Gayman declined to comment further on the email. Nites said that Allocations liaisons are responsible for communicating the decisions of the Allocations Committee to the groups they work with.
Oguara said that Gayman was not in the room at the Jan. 26 Allocations Committee meeting when the committee went over the request.
Dina said that she had spoken to Oguara before the Jan. 31 SGB meeting about the email exchange with Don’t Jealous Me and saw an unaltered version of that exchange on Jan. 30. Dina said that she focused on the reasons for funding various parts of Wazobia when preparing to speak before the Board at the Jan. 31 meeting.
International travel
The controversy of the request centers on an Allocations Manual rule that prohibits funding for international travel. But that rule does not keep a group from potentially funding travel anyway by having a performer’s or speaker’s honorarium, the fee for the person’s time at a performance or event, cover the travel.

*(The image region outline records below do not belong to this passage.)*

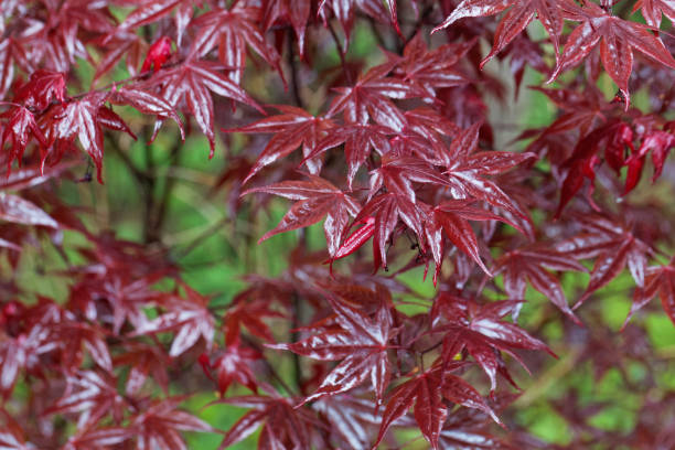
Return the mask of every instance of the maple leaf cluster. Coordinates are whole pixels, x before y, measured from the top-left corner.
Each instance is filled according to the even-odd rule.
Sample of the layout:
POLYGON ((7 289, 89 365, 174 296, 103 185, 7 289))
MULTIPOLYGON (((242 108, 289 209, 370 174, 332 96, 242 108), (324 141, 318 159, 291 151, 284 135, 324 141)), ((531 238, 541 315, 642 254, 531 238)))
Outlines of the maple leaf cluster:
POLYGON ((0 17, 0 448, 675 446, 672 1, 0 17))

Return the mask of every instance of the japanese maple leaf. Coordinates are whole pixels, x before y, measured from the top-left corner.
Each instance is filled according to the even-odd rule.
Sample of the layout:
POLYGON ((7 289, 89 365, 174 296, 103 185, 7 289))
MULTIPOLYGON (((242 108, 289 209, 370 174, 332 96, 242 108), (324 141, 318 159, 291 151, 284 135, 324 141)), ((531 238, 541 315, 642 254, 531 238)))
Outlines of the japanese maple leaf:
POLYGON ((331 432, 352 449, 368 448, 381 421, 375 401, 353 393, 322 397, 312 408, 325 416, 331 432))
POLYGON ((387 192, 415 202, 415 183, 450 186, 442 173, 420 158, 384 154, 378 169, 371 171, 368 200, 384 186, 387 192))
POLYGON ((66 376, 66 390, 46 415, 79 413, 77 428, 84 429, 98 424, 111 414, 116 421, 122 417, 127 405, 117 393, 116 379, 97 372, 77 372, 66 376))
POLYGON ((21 162, 23 152, 31 140, 31 135, 43 148, 46 147, 47 143, 42 130, 38 127, 38 124, 35 124, 35 117, 26 108, 17 106, 3 113, 0 117, 7 117, 8 119, 4 130, 2 131, 0 149, 4 148, 6 143, 10 144, 10 153, 7 159, 9 172, 15 159, 21 162))
MULTIPOLYGON (((638 161, 642 161, 647 152, 652 152, 652 162, 654 164, 654 174, 652 175, 652 182, 656 181, 661 173, 663 172, 663 164, 665 163, 665 159, 668 156, 668 152, 675 148, 675 122, 671 122, 672 130, 650 130, 645 133, 642 139, 642 143, 640 148, 629 160, 626 161, 626 165, 629 165, 629 170, 632 164, 638 161)), ((642 162, 639 163, 640 169, 642 169, 642 162)), ((629 178, 626 176, 626 185, 624 192, 630 192, 632 188, 638 184, 640 176, 636 175, 636 179, 633 179, 632 183, 629 184, 629 178)))
POLYGON ((65 77, 61 72, 33 72, 14 96, 14 103, 39 111, 50 106, 52 100, 65 101, 65 77))
POLYGON ((558 277, 546 269, 586 271, 586 268, 572 256, 549 249, 547 246, 535 245, 508 251, 500 257, 495 261, 494 272, 504 274, 504 290, 511 299, 524 299, 526 282, 529 281, 534 289, 579 323, 579 319, 567 304, 558 277))
POLYGON ((226 78, 218 68, 219 66, 216 63, 192 60, 178 67, 161 71, 142 84, 142 88, 146 90, 151 90, 152 87, 161 85, 162 96, 172 108, 178 108, 180 100, 184 99, 197 126, 208 139, 211 146, 210 158, 213 158, 215 151, 213 98, 210 90, 222 97, 251 106, 265 114, 262 107, 250 98, 242 87, 226 78))
POLYGON ((267 232, 259 242, 278 233, 310 226, 325 216, 323 231, 329 254, 333 256, 347 229, 350 216, 354 217, 358 213, 360 205, 330 182, 319 176, 308 176, 309 181, 282 181, 265 188, 250 189, 244 194, 267 192, 297 201, 279 225, 267 232))
POLYGON ((449 373, 464 364, 462 362, 453 362, 444 366, 438 364, 396 387, 389 394, 382 417, 379 435, 373 449, 377 448, 392 424, 404 416, 413 405, 415 405, 415 420, 422 436, 429 441, 432 449, 440 449, 439 438, 448 417, 448 407, 443 398, 470 408, 479 408, 490 414, 499 422, 478 390, 462 378, 449 373))
POLYGON ((265 0, 262 2, 262 23, 265 31, 283 22, 291 24, 298 39, 300 57, 304 56, 304 33, 310 18, 312 2, 310 0, 265 0))
POLYGON ((52 144, 50 152, 42 153, 42 164, 51 153, 56 153, 60 158, 60 152, 63 151, 60 144, 69 146, 77 137, 79 144, 96 165, 98 182, 103 183, 104 135, 101 127, 124 130, 133 136, 121 118, 104 106, 107 97, 106 93, 94 92, 81 99, 56 105, 41 117, 40 125, 46 128, 45 137, 52 144))
POLYGON ((111 372, 113 361, 103 330, 95 325, 76 322, 75 318, 68 319, 55 323, 52 329, 52 339, 58 342, 64 369, 72 371, 79 367, 84 346, 99 367, 111 372))
POLYGON ((633 304, 623 326, 625 328, 631 317, 656 296, 661 298, 663 310, 675 323, 675 258, 667 266, 652 266, 646 269, 644 286, 635 289, 633 304))
POLYGON ((137 9, 131 11, 119 24, 115 34, 119 34, 126 30, 135 30, 139 26, 147 25, 159 21, 165 15, 169 15, 176 8, 188 6, 191 9, 194 0, 141 0, 137 9))
POLYGON ((12 86, 14 81, 14 64, 25 73, 32 73, 32 63, 26 57, 25 50, 20 40, 4 36, 0 42, 0 99, 12 86))
POLYGON ((237 85, 242 83, 246 67, 247 46, 281 74, 279 54, 267 43, 258 28, 259 14, 260 8, 248 1, 233 3, 231 9, 218 8, 201 14, 191 23, 191 28, 197 31, 191 53, 202 57, 217 46, 218 60, 232 71, 228 77, 237 85))
POLYGON ((218 449, 233 446, 250 435, 260 426, 258 449, 309 449, 310 432, 320 427, 315 416, 306 408, 294 408, 288 398, 276 393, 270 396, 240 396, 223 398, 214 404, 224 403, 250 409, 225 435, 218 449))
POLYGON ((569 2, 567 9, 568 19, 581 24, 569 35, 548 83, 556 79, 560 73, 578 65, 600 42, 602 66, 623 94, 628 109, 628 82, 633 69, 633 50, 675 68, 675 60, 661 39, 650 33, 647 26, 609 15, 592 2, 586 2, 583 8, 569 2))
POLYGON ((174 331, 175 336, 171 343, 169 356, 175 357, 194 345, 200 336, 206 346, 213 344, 214 318, 207 308, 208 298, 201 296, 188 285, 181 283, 185 291, 185 299, 178 296, 168 296, 161 303, 168 311, 143 325, 131 335, 156 334, 174 331))
POLYGON ((184 397, 169 397, 153 401, 136 417, 130 428, 136 431, 141 449, 188 450, 181 431, 210 431, 214 428, 190 413, 178 409, 184 397))
POLYGON ((0 192, 0 218, 23 225, 60 227, 58 223, 38 205, 7 192, 0 192))
POLYGON ((262 319, 283 318, 283 314, 270 307, 269 290, 266 287, 253 287, 236 294, 223 318, 225 344, 239 339, 242 326, 261 340, 274 342, 271 330, 262 319))
POLYGON ((580 234, 556 245, 560 253, 577 259, 596 259, 586 292, 574 309, 619 276, 626 266, 635 285, 642 288, 651 248, 618 219, 591 215, 580 217, 579 223, 580 234))
POLYGON ((403 57, 393 56, 397 62, 394 73, 422 86, 430 95, 435 89, 467 84, 469 78, 457 65, 474 44, 472 40, 430 51, 418 33, 406 44, 403 57))
POLYGON ((306 156, 306 161, 317 158, 324 151, 344 144, 344 158, 347 164, 347 186, 352 189, 354 178, 372 150, 386 153, 390 146, 388 135, 392 129, 379 125, 347 124, 330 129, 328 136, 320 140, 314 150, 306 156))
POLYGON ((159 271, 146 277, 130 277, 127 270, 108 270, 104 277, 88 274, 73 286, 68 307, 84 311, 90 321, 110 324, 114 334, 119 334, 125 323, 141 326, 143 308, 157 304, 162 294, 150 289, 165 272, 159 271), (106 308, 100 308, 106 303, 106 308), (110 311, 111 310, 111 311, 110 311))
POLYGON ((244 179, 244 183, 266 165, 286 158, 299 147, 302 147, 302 154, 307 158, 310 173, 317 175, 321 170, 321 161, 314 159, 315 154, 311 153, 317 148, 319 140, 326 135, 326 130, 334 126, 333 121, 323 117, 314 117, 304 109, 293 106, 276 105, 275 108, 280 110, 281 114, 267 117, 246 127, 226 130, 228 132, 274 133, 265 150, 262 150, 262 153, 260 153, 258 160, 244 179))
POLYGON ((256 376, 250 368, 250 363, 261 357, 260 352, 242 345, 239 340, 226 344, 213 362, 208 363, 208 367, 217 374, 221 397, 225 395, 234 382, 257 393, 256 376))
POLYGON ((673 0, 638 0, 633 12, 640 10, 644 21, 650 26, 661 26, 662 14, 675 22, 675 2, 673 0))
POLYGON ((474 203, 473 200, 449 200, 425 214, 427 245, 436 262, 435 285, 443 260, 443 233, 458 249, 491 276, 490 270, 481 260, 479 243, 469 221, 506 221, 489 211, 472 206, 472 203, 474 203))
POLYGON ((0 448, 7 450, 31 450, 34 448, 25 441, 23 428, 4 408, 0 408, 0 448))
MULTIPOLYGON (((354 224, 366 224, 361 229, 371 227, 367 234, 368 237, 373 236, 373 265, 375 270, 379 267, 387 267, 387 243, 399 219, 417 235, 424 251, 426 249, 424 211, 406 195, 396 193, 376 195, 363 206, 352 223, 352 226, 354 224)), ((360 242, 360 245, 364 243, 365 240, 360 242)))
POLYGON ((513 446, 490 433, 490 414, 481 409, 454 410, 443 425, 440 446, 453 450, 514 450, 513 446))
POLYGON ((478 148, 480 127, 480 124, 474 124, 462 130, 452 140, 449 151, 439 156, 447 169, 450 194, 457 200, 484 200, 491 205, 504 208, 529 221, 527 214, 515 202, 494 182, 483 176, 505 172, 521 162, 534 158, 534 154, 505 151, 474 152, 478 148))
POLYGON ((127 395, 137 394, 146 381, 151 376, 164 393, 169 390, 169 374, 167 369, 171 362, 163 349, 141 342, 128 342, 124 353, 115 355, 115 367, 129 366, 125 392, 127 395))
POLYGON ((300 342, 272 347, 321 361, 342 360, 302 404, 347 392, 368 378, 379 400, 390 376, 387 349, 394 333, 388 309, 383 306, 374 318, 369 318, 333 294, 329 293, 326 299, 335 312, 339 328, 331 326, 300 342))
MULTIPOLYGON (((497 372, 511 381, 500 351, 514 356, 521 364, 523 362, 514 353, 516 349, 543 350, 555 356, 544 342, 531 336, 516 324, 503 320, 507 314, 517 313, 521 303, 522 301, 503 300, 480 304, 441 292, 433 302, 430 315, 432 331, 444 333, 443 360, 451 362, 465 349, 490 378, 490 392, 494 393, 497 372)), ((527 369, 524 364, 523 367, 527 369)))
MULTIPOLYGON (((158 97, 150 90, 144 90, 136 86, 124 86, 119 89, 115 89, 110 93, 110 103, 117 105, 130 105, 138 109, 140 113, 158 116, 159 119, 167 117, 172 118, 181 131, 181 138, 185 139, 185 131, 183 130, 183 122, 175 113, 174 107, 164 100, 162 97, 158 97)), ((157 128, 157 127, 156 127, 157 128)), ((158 130, 156 129, 157 133, 158 130)))
POLYGON ((393 63, 385 63, 373 67, 354 86, 336 88, 338 96, 326 117, 343 113, 349 124, 366 125, 368 119, 373 119, 378 125, 400 131, 406 124, 405 116, 392 99, 428 97, 429 94, 403 79, 387 77, 393 66, 393 63))
POLYGON ((562 11, 560 10, 559 3, 562 2, 560 0, 526 0, 517 2, 503 0, 463 0, 452 13, 446 18, 443 23, 435 28, 432 32, 446 29, 463 18, 495 15, 511 8, 497 24, 496 31, 494 32, 494 44, 492 45, 490 54, 481 62, 481 68, 521 34, 529 22, 534 20, 535 14, 548 32, 557 55, 560 34, 562 33, 562 11))
POLYGON ((617 105, 609 103, 594 85, 585 86, 583 90, 547 89, 532 86, 531 89, 545 94, 549 100, 562 109, 562 114, 546 128, 546 133, 559 133, 578 129, 581 137, 593 126, 608 120, 617 105))
MULTIPOLYGON (((611 120, 596 128, 577 142, 572 154, 561 165, 566 173, 560 189, 560 203, 556 211, 556 218, 560 217, 565 206, 581 189, 585 179, 590 180, 588 197, 589 202, 592 203, 590 195, 594 190, 596 168, 602 163, 600 152, 603 148, 604 160, 619 172, 629 162, 624 160, 625 149, 630 148, 635 153, 632 129, 624 122, 611 120)), ((635 186, 640 179, 643 158, 633 154, 630 161, 638 161, 639 167, 633 163, 629 165, 626 193, 635 186)))
POLYGON ((324 23, 326 23, 328 20, 326 6, 330 6, 333 15, 335 15, 338 21, 342 25, 342 29, 344 30, 345 47, 350 42, 350 35, 354 25, 356 10, 360 10, 366 15, 372 17, 378 22, 392 23, 400 35, 395 0, 321 0, 321 2, 319 3, 318 13, 320 17, 323 18, 324 23), (388 11, 387 8, 385 8, 385 3, 388 7, 388 11))
POLYGON ((151 68, 154 72, 159 71, 169 57, 171 57, 171 39, 161 36, 150 45, 141 72, 148 72, 151 68))

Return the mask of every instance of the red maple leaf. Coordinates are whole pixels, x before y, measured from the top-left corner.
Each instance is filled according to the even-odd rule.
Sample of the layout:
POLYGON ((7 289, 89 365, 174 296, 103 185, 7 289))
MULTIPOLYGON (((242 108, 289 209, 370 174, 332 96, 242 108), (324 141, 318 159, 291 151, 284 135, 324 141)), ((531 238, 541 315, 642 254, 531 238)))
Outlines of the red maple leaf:
POLYGON ((369 318, 332 294, 328 294, 326 300, 335 312, 334 320, 339 326, 329 326, 321 334, 300 342, 271 345, 315 360, 342 360, 302 404, 347 392, 368 378, 381 399, 390 376, 387 349, 393 331, 387 307, 382 306, 375 317, 369 318))
POLYGON ((210 90, 223 97, 232 98, 251 106, 265 114, 260 107, 242 87, 225 77, 219 65, 207 61, 189 61, 184 64, 159 72, 149 81, 138 84, 143 90, 152 92, 162 86, 163 98, 172 108, 178 108, 184 100, 188 109, 194 116, 197 126, 208 139, 210 158, 215 151, 215 135, 213 131, 213 98, 210 90))
POLYGON ((465 363, 462 362, 438 364, 397 386, 389 394, 387 406, 382 416, 379 435, 372 448, 377 448, 392 424, 415 405, 415 420, 422 436, 429 441, 432 449, 440 449, 439 438, 443 422, 448 417, 448 407, 443 403, 443 398, 485 411, 496 422, 501 424, 478 390, 462 378, 450 373, 463 365, 465 363))
POLYGON ((323 229, 329 247, 329 254, 334 256, 347 229, 350 216, 354 217, 360 210, 358 203, 330 182, 308 175, 309 181, 283 181, 265 188, 254 188, 250 192, 267 192, 297 201, 288 213, 281 218, 279 225, 267 232, 259 242, 271 236, 303 228, 315 224, 323 216, 323 229))
POLYGON ((562 11, 558 3, 560 0, 527 0, 519 2, 507 2, 502 0, 463 0, 446 18, 443 23, 433 29, 432 32, 446 29, 456 21, 463 18, 479 18, 499 14, 508 9, 506 14, 497 24, 494 33, 494 44, 490 54, 481 62, 481 68, 494 55, 500 53, 508 43, 521 34, 535 18, 544 25, 554 44, 554 51, 558 54, 560 34, 562 33, 562 11))
POLYGON ((650 33, 647 26, 610 15, 592 2, 586 2, 583 8, 568 2, 566 9, 567 18, 581 24, 569 35, 548 83, 556 79, 560 73, 578 65, 600 42, 602 66, 619 86, 628 109, 630 101, 628 82, 633 69, 633 50, 639 50, 652 60, 675 68, 675 60, 671 52, 660 38, 650 33))
POLYGON ((317 149, 318 142, 326 135, 326 130, 334 127, 333 121, 323 117, 314 117, 304 109, 293 106, 278 105, 275 108, 279 109, 281 114, 245 127, 225 130, 227 132, 274 133, 244 179, 244 183, 266 165, 286 158, 298 147, 302 147, 302 156, 306 158, 310 173, 317 175, 321 170, 321 161, 315 159, 318 154, 313 154, 313 151, 317 149))
POLYGON ((504 275, 504 290, 513 300, 525 299, 526 282, 542 292, 572 321, 579 319, 567 304, 562 286, 550 270, 578 270, 586 268, 567 253, 556 251, 548 246, 535 245, 507 251, 495 261, 494 272, 504 275))
MULTIPOLYGON (((517 325, 506 322, 507 314, 517 314, 522 301, 495 301, 480 304, 450 293, 441 292, 433 302, 430 315, 433 332, 443 333, 442 357, 452 362, 454 356, 467 350, 490 378, 491 393, 496 388, 496 374, 511 383, 500 351, 515 356, 516 349, 546 351, 555 354, 539 341, 517 325)), ((524 364, 523 367, 527 368, 524 364)))

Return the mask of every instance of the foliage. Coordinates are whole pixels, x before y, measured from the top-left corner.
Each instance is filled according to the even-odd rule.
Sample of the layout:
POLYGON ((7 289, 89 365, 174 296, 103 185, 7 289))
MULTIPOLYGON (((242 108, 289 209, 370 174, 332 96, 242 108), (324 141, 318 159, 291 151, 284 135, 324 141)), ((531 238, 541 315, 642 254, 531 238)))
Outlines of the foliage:
POLYGON ((675 447, 671 0, 0 14, 1 448, 675 447))

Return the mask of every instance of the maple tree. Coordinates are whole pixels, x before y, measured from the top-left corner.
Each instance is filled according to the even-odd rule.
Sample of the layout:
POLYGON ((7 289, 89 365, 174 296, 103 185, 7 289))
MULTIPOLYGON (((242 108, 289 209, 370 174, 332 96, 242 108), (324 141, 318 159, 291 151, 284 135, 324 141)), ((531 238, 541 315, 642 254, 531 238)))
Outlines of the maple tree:
POLYGON ((0 17, 0 448, 675 447, 672 0, 0 17))

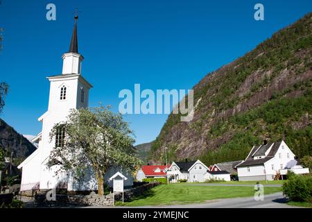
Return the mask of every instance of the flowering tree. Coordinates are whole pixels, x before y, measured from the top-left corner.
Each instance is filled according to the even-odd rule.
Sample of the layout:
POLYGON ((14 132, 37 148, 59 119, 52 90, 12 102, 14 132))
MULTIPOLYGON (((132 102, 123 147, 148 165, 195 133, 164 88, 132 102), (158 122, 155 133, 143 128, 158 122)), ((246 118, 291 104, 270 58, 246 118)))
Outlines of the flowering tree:
POLYGON ((104 175, 110 167, 133 171, 141 164, 135 155, 133 135, 122 115, 110 107, 72 110, 67 121, 55 124, 50 133, 56 146, 49 163, 60 163, 60 169, 71 171, 76 178, 83 178, 91 166, 98 194, 103 195, 104 175))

The issue arises from what Director of Student Life Kenyon Bonner called a “gray area” in the Student Government Board’s rules manual about international travel. Bonner said that the rule about international travel stems from the frequently high cost of flights from outside the continental United States.
Bonner said that decision-making concerning that gray area falls on the Board itself. That decision is related to a large body of unwritten rules separate from the Allocations Manual and referred to as precedents that the Board uses to govern its actions. Some of these rules include limits on conference funding amounts and tournament funding for club A teams but not B teams.
Landreneau said that, as far as he knows, no group has received funding for international travel by including it in a visitor’s fee while he has been on the Board, but he also said that it would be difficult to tell if such an allowance was made without SGB’s knowledge. He said that while groups may have speakers or performers come from outside the country, their fees can only pay for the value of the time they spend performing or speaking.
Board member Julie Hallinan said that there is a certain level of support Board members should provide to groups for Allocations requests. She also said that since Genus was on the Allocations Committee before becoming a Board member, it made sense that he was helping the group with its request.
“But there’s a certain line you need to know if what you’re doing is right or wrong,” Hallinan said.
She said that when the Board gets funding requests for honorariums, it is possible that money for international flights are hidden in those costs and it “slips through the cracks.”
“But this was such an obvious thing that they put in the honorarium,” she said.